Option 1: Use non-blocking probes to check if a message is waiting and sleep a bit if not:
do {
int flag;
MPI_Iprobe(MPI_ANY_SOURCE, RES, &flag, world, &status);
if (flag) {
MPI_Recv(res, 4, MPI_DOUBLE, status.MPI_SOURCE, RES, world, &status);
...
ndone++;
}
else
usleep(10000);
gettimeofday(&end, NULL);
countTime = (end.tv_sec+(end.tv_usec)*1.e-6)-(start.tv_sec+(start.tv_usec)*1.e-6);
} while (ndone < (nprocs - 1) && countTime < WallTime);
You could skip the usleep()
call and then the master process will run a tight loop, keeping the CPU utilisation at almost 100%. This is usually not a problem on HPC systems where each MPI rank is bound to a separate CPU core.

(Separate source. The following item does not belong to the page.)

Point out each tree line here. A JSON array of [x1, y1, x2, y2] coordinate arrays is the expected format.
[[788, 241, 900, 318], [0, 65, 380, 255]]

Option 2: Most resource managers can be configured to deliver a Unix signal some time before the job is about to be killed. For example, both Sun/Oracle Grid Engine and LSF deliver SIGUSR2 some time before the job gets killed with SIGKILL. For SGE, one should add the -notify
option to qsub
to make it send SIGUSR2. The amount of time between SIGUSR2 and the following SIGKILL is configurable by the SGE admin on a per-queue basis. LSF sends SIGUSR2 when the job end time is reached and if the job does not terminate within 10 minutes after that, it sends SIGKILL.
Option 3: If your resource manager is uncooperative and not sending warning signals before killing your job, you could simply send yourself SIGALRM. You would usually do the following:
- create a timer using
timer_create()
; - (re-)arm the timer using
timer_settime()
; - destroy the timer using
timer_delete()
in the end.
You could either program the timer to expire shortly before the total wall-clock time (but that is a bad programming practice since you have to match that value to the wall-clock time requested with the resource manager) or you could have the timer fire at short intervals, e.g. 5 mins, and then rearm it every time.
Option 2 and 3 require that you write and set a signal handler for the corresponding signal(s). The nice thing about signals is that they are usually delivered asynchronously, even if your code is stuck inside a blocking MPI call like MPI_Recv
. I would consider this an advanced topic and would recommend that you stick to option 1 for now and just keep in mind that options 2 and 3 exist.
Option 4: Some MPI libraries support checkpoint/restart of the running jobs. Checkpointing creates a snapshot of your MPI job's running state and then the state can be restored with special mpiexec
(or whatever the name of the MPI launcher, if any) command-line flags. This method requires zero changes to your program's source code but is usually not widely available, especially on cluster setups.